Автор посвятил меня в забавные обстоятельства, при которых был написан знаменитый заключительный монолог: «Горько, но правда» завершается монологом, которому тогдашний настоятель Уорчестера Мур Идэ посвятил страстную проповедь. Я нацарапал эти строчки во время репетиции, потому что нам никак не удавалось вовремя дать занавес, обрывающий суесловие Седрика Хардвика. И мне пришлось сочинять несколько строк про запас, на всякий случай, чтобы актер выговорился».

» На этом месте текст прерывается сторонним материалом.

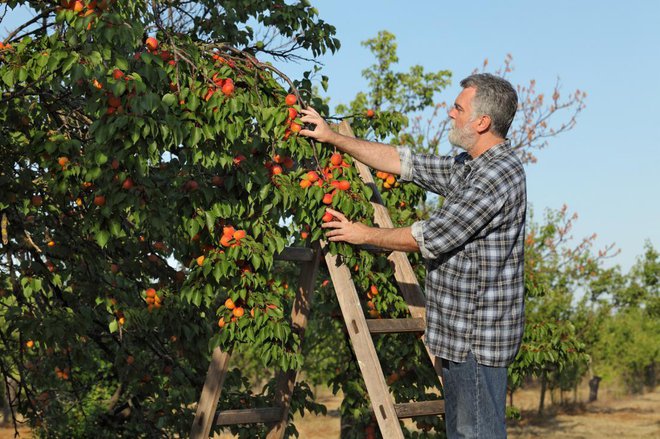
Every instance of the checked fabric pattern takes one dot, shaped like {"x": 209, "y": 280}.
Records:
{"x": 473, "y": 246}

Судя по всему, эта программа попалась на глаза Шоу, потому что я неожиданно получил от него открытку с единственным словом: «Зачем?» Я не понял и ответил открыткой: «Что?» Он объяснил: «Программа». Я парировал: «А, это!» Он поддержал: «Вот-вот». Я сдался: «Бог его знает». Он не унимался: «Он не знает». У меня оставался последний патрон: «А я и подавно».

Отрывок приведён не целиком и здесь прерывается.